Press Release

West Virginia DEP grants MVP key water permit

U.S. Army Corps of Engineers must now decide whether to approve dredge-and-fill permit for the pipeline

CONTACT:

Dan Radmacher, dan@appvoices.org, (540) 798-6683
Denali Nalamalapu, denali@powhr.org, (302) 307-6966

Charleston, WV — Today, the West Virginia Department of Environmental Protection approved the Mountain Valley Pipeline’s Water Quality Certification, which is a permit required by Section 401 of the Clean Water Act to ensure that a project can meet water quality standards. West Virginia’s approval was required before the U.S. Army Corps of Engineers could move forward with dredge-and-fill permits for the pipeline.

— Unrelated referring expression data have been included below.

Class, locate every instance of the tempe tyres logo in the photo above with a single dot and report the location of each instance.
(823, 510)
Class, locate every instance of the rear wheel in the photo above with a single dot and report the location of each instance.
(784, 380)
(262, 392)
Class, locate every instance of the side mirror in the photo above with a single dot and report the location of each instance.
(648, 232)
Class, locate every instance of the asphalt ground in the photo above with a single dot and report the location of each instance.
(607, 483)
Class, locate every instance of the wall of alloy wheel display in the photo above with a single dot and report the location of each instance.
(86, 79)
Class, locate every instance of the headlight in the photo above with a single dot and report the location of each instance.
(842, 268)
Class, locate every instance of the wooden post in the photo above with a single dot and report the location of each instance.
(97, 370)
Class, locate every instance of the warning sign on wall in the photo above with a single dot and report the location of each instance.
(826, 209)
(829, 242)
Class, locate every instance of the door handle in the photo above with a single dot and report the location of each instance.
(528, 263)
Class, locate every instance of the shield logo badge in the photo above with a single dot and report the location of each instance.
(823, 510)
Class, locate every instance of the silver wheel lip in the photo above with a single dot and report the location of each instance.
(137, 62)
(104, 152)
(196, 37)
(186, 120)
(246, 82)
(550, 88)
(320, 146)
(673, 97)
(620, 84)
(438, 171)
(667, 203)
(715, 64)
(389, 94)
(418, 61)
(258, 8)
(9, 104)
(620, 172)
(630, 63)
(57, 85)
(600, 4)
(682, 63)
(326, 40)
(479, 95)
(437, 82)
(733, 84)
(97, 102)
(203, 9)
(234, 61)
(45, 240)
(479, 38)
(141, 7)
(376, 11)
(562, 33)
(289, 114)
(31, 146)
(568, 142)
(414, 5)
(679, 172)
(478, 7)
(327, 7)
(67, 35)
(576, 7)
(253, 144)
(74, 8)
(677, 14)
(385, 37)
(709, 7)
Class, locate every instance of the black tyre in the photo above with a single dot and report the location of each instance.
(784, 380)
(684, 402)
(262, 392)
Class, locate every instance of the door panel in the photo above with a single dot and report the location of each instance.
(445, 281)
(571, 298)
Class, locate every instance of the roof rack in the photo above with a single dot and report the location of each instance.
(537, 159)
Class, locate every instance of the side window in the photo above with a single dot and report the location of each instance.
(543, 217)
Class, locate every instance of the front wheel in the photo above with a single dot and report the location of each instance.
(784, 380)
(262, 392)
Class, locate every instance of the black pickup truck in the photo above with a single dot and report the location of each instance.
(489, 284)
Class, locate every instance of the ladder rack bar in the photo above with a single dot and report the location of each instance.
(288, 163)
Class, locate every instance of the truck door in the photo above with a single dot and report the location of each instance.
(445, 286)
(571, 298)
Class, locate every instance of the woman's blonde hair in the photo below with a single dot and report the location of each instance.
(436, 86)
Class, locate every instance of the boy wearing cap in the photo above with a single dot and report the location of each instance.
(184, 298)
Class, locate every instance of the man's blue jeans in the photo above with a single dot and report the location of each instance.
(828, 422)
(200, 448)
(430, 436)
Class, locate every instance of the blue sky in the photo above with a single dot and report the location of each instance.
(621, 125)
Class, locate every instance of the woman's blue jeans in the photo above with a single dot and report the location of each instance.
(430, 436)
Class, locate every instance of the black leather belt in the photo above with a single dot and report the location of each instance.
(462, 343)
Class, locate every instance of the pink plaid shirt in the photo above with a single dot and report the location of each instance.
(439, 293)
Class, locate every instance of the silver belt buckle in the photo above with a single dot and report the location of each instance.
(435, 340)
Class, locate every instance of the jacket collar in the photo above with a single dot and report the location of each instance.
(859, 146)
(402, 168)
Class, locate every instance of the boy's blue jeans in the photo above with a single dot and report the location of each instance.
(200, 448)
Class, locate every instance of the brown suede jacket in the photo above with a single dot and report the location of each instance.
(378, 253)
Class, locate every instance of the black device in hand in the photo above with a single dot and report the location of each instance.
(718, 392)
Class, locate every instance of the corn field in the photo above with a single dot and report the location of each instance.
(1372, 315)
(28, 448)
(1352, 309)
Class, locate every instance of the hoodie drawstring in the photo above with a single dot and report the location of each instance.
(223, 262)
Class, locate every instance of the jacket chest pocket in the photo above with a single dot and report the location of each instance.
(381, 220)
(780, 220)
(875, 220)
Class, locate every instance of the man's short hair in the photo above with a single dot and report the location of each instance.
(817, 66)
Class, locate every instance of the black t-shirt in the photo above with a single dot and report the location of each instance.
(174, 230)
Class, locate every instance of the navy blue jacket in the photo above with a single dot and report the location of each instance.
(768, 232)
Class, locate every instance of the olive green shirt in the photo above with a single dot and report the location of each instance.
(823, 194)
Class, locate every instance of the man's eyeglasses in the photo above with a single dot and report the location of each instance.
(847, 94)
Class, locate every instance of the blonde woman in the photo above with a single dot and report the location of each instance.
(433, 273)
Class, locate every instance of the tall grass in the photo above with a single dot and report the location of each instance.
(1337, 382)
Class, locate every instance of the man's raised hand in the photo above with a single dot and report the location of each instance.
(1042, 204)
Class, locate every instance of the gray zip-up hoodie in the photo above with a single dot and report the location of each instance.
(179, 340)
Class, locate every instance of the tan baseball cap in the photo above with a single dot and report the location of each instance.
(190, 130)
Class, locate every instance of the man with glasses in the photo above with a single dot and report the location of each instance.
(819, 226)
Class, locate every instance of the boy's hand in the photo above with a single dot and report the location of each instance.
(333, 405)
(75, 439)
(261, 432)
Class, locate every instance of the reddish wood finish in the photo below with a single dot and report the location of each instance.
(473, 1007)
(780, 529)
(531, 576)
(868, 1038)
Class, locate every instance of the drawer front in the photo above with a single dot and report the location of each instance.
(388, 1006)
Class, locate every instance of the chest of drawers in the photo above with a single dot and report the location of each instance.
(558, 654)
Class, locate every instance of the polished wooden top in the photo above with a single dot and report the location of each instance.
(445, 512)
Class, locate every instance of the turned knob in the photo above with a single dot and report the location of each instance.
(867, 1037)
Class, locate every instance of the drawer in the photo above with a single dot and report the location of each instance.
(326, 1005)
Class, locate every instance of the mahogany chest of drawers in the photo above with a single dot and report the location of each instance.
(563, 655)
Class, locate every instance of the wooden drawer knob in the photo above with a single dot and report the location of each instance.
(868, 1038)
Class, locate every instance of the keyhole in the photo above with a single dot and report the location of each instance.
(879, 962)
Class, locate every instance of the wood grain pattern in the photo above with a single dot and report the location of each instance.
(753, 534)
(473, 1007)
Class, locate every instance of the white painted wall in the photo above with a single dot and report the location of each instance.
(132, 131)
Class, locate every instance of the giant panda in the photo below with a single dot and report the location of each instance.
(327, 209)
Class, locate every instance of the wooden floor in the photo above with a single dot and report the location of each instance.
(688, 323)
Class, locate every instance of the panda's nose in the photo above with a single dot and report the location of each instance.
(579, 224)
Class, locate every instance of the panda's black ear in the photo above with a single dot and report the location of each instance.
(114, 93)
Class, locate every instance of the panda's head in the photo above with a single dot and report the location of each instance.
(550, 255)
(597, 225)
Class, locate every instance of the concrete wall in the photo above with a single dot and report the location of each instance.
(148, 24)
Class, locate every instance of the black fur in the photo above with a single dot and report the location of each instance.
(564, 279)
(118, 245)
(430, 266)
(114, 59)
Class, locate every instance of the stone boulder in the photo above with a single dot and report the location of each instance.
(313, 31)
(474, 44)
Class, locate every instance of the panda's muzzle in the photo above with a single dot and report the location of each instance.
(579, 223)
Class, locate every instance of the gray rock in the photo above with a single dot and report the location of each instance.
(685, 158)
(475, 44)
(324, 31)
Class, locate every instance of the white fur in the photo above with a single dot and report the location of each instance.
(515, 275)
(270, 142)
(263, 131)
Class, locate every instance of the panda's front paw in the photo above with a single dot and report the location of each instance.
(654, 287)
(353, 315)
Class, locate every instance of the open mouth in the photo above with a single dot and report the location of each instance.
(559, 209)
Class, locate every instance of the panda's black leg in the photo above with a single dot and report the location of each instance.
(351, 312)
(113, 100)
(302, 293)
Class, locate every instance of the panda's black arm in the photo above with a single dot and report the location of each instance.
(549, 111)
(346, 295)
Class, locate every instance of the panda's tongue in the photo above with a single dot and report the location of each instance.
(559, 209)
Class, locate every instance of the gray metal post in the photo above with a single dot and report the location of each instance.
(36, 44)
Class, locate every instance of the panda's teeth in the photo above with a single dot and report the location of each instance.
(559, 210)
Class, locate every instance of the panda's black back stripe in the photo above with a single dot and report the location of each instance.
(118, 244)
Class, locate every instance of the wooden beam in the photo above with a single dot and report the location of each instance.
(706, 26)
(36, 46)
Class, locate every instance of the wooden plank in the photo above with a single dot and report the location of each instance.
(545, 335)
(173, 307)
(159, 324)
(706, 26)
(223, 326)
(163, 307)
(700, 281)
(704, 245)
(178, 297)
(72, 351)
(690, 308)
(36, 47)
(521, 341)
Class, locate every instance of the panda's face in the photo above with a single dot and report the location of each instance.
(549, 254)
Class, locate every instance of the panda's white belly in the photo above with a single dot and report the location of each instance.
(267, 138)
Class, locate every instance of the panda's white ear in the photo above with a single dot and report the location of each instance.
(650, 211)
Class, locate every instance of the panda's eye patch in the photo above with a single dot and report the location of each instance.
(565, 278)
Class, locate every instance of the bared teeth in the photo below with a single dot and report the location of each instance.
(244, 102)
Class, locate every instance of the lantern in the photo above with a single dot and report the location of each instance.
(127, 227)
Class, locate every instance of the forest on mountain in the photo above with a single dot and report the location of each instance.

In response, Roberta Bondurant, Co-Chair of the Protect Our Water, Heritage, Rights (POWHR) Coalition, said:
“While we are disappointed in the DEP’s decision to grant MVP the 401 permit, our movement to stop MVP across West Virginia and Virginia and North Carolina is strong, and together we will work until we stop this unnecessary and harmful fracked gas pipeline. We encourage the West Virginia Department of Environmental Protection to take community input and complaints seriously – a duty we see as imperative to effective civil service. We urge the DEP to continue to hold MVP accountable to West Virginians’ health and safety when their waters are under real and present threat.

“Across steep slopes, highly erodible soils, and known seismic zones and karst, West Virginians and their mountain waters have suffered badly under the scourge of three years of MVP construction. Additionally, the Mountaineer State has been hit hard in recent years by flooding throughout hurricane seasons. West Virginians know that extreme weather disasters caused by fossil-fueled climate change are not a random blip on the radar. Without strong and powerful change, they will likely intensify in the years ahead. Our society must relinquish its greed and gluttony for massive fossil fuel infrastructure in the face of a global climate emergency.”

Peter Anderson, Appalachian Voices Virginia Policy Director said:
“Contrary to robust evidence that the MVP cannot be built without violating state water quality standards — and despite the company’s wretched environmental track record — the West Virginia’s DEP has regrettably granted MVP new permission to pollute. We hope the Biden Administration listens to the thousands of members of the public who oppose this project and finds that more water pollution in service of an unneeded project is not in the public interest.”

Appalachian Voices is a leading nonprofit advocate for a healthy environment and just economy in the Appalachian region, and a driving force in America’s shift from fossil fuels to a clean energy future.